Tuesday, June 14, 2011

What is a Woman? (Theorizing Gender)

         
            First, let me begin with a disclaimer.  Ever since I was a young child, my parents have taught me to accept hetero-, homo-, and trans- people, as well as all people of different race, class, or ethnicity than my own.  When I was five, I learned that my uncle was a transvestite (drag queen) and there was no consideration in my mind that he was weird, or even different from normal people.  Honestly, I thought he was the coolest person in the world because he would dress my sister and I up in his wigs and make-up.  I also grew up very much involved in the lives of a lesbian aunt and her partner.  My mother and father are very loving people and in combination with their support for my queer family members, and their constant struggle to weed out racist comments from within our extended family (my mother has a black godson), I can honestly say that I am accepting of all peoples.  With this said, I have a very liberal sense of what being a woman entails.

            The World Health Organization states that “‘Male’ and ‘female’ are sex categories, while ‘masculine’ and ‘feminine’ are gender categories.”  I agree that a male is a person whose sex chromosomes are composed of X and Y (XY), conversely a female is a person whose sex chromosomes are composed of two X’s (XX).  I also agree that masculinity and femininity are gender categories.  In the story of Baby X, it is clear that researchers are combating gender socialization—a process in which our culture teaches us how to be boy or girl, according to patriarchal norms, consequently creating ideals of masculinity and femininity.  The parents of the story have a manual that states, “Never make Baby X feel embarrassed or ashamed about what it wants to play with.  And if X gets dirty climbing rocks, never say ‘Nice little Xes don’t get dirty climbing rocks’ [Stereotype of females].  Likewise, it said: ‘If X falls down and cries, never say, ‘Brave little Xes don’t cry.’”  This story shows that if society cannot label the baby with an extra X or Y, it disables society’s power of imposing these gender categories.  Society therefore, cannot craft males into strong, handsome, aggressive creatures, transversely, society has no role in the molding of females into beautiful, intelligent, passive creatures (aka patriarchal norms).  The story of Baby X represents this scenario and shows a result of intertwined and complementary aspects of masculinity and femininity within the child. 
  
            My definition of men and women, although typically synonymous with male and female, is quite different.  I feel that a woman is any person whom mentally identifies themselves as a woman, or in other words, a person who feels like a woman.  Therefore, my definition allows transgendered peoples whom are born men but identify with women, to be women.  I would also consider my uncle the drag queen, to be a woman and a man (like mushroom coral with can switch back and forth).  When he is not dressed up, he is a gay man.  When he is in full drag, he sees himself as a beautiful woman; he feels like a beautiful woman.  By ‘doing gender,’ and dressing/acting as a stereotypical female, my uncle becomes a woman.  At the end of the night, he returns to ‘doing gender’ in a homosexual male style.  I truly believe this to be possible, regardless of what society deems correct, appropriate, etc.  Who cares?  Let people be who they want to be!                   

2 comments:

  1. Hi Tiffany,

    I wanted to comment on your blogs but could not figure out how to do so, so I will post them through blackboard.

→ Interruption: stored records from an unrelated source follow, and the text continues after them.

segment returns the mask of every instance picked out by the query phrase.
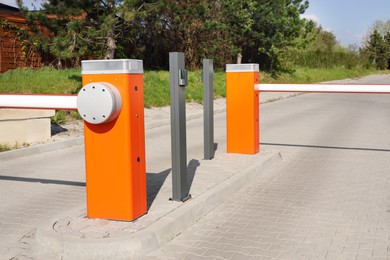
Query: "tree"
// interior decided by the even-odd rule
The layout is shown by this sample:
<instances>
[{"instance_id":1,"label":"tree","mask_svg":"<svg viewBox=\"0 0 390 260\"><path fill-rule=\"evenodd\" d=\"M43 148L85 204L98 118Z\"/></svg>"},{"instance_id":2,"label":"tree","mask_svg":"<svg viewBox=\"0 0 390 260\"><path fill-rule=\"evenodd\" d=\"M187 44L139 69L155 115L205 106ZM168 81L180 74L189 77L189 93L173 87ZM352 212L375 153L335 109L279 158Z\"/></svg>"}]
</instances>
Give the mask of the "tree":
<instances>
[{"instance_id":1,"label":"tree","mask_svg":"<svg viewBox=\"0 0 390 260\"><path fill-rule=\"evenodd\" d=\"M262 69L278 72L286 69L282 54L296 44L305 25L300 15L308 8L303 0L249 1L252 22L245 37L236 40L246 62L260 63ZM234 21L232 21L234 23Z\"/></svg>"},{"instance_id":2,"label":"tree","mask_svg":"<svg viewBox=\"0 0 390 260\"><path fill-rule=\"evenodd\" d=\"M23 1L18 0L19 7ZM142 7L132 0L47 0L42 10L24 14L49 30L40 47L58 59L58 66L79 64L81 58L113 59L117 41L123 37Z\"/></svg>"},{"instance_id":3,"label":"tree","mask_svg":"<svg viewBox=\"0 0 390 260\"><path fill-rule=\"evenodd\" d=\"M384 37L386 68L390 69L390 31Z\"/></svg>"},{"instance_id":4,"label":"tree","mask_svg":"<svg viewBox=\"0 0 390 260\"><path fill-rule=\"evenodd\" d=\"M369 52L369 60L376 65L377 69L384 70L387 68L386 45L382 35L378 30L374 30L370 35L370 40L367 46Z\"/></svg>"}]
</instances>

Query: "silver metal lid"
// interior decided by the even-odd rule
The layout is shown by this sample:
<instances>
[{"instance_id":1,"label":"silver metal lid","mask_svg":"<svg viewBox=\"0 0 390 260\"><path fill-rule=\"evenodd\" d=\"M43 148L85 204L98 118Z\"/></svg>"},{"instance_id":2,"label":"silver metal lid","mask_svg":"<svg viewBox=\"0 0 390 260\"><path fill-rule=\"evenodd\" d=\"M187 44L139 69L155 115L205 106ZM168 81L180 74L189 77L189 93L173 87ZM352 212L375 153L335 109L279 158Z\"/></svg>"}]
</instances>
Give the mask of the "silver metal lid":
<instances>
[{"instance_id":1,"label":"silver metal lid","mask_svg":"<svg viewBox=\"0 0 390 260\"><path fill-rule=\"evenodd\" d=\"M83 60L81 74L143 74L142 60Z\"/></svg>"},{"instance_id":2,"label":"silver metal lid","mask_svg":"<svg viewBox=\"0 0 390 260\"><path fill-rule=\"evenodd\" d=\"M259 64L226 64L226 72L259 72Z\"/></svg>"}]
</instances>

    I first wanted to address your post from yesterday about being a feminist. I think that being a feminist is a great thing. You also mentioned however, you do not tolerate the stereotypes of feminism, which I highly agree upon.

    You also discussed the men and women issue with men being more strong and women being more inferior, which led to you speaking about your "ex", and his comments about how you would not be able to work at the same job. I just could not believe that anyone would have the guts to say such things, when women have the same capability as men. I think that society fails to realize that for one we are all human and can do whatever we want, but society has corrupted people to believe that women are just inferior and should be stay at home mom's for goodness sake. I totally disagree, and glad you stood up and addressed that issue.

    Second, I wanted to make a comment about your second blog on "what is a woman". I agreed with you when you said that your parents have taught you to accept people in general, no matter if they are transgender, or of different ethnicity. I am the same way, because I feel if someone is happy with who they are, then they should be able to live life however they want. Moreover, I do think it a controversial issue with gays. Personally, I do not think gay is technically right, but I would not bash anyone for being gay. In fact, I have many friends and relatives that are gay, and I continue to love them for who they are.

    I just thought your blogs were interesting and I would perhaps share some of my views. Feel free to comment on my post, blogs etc.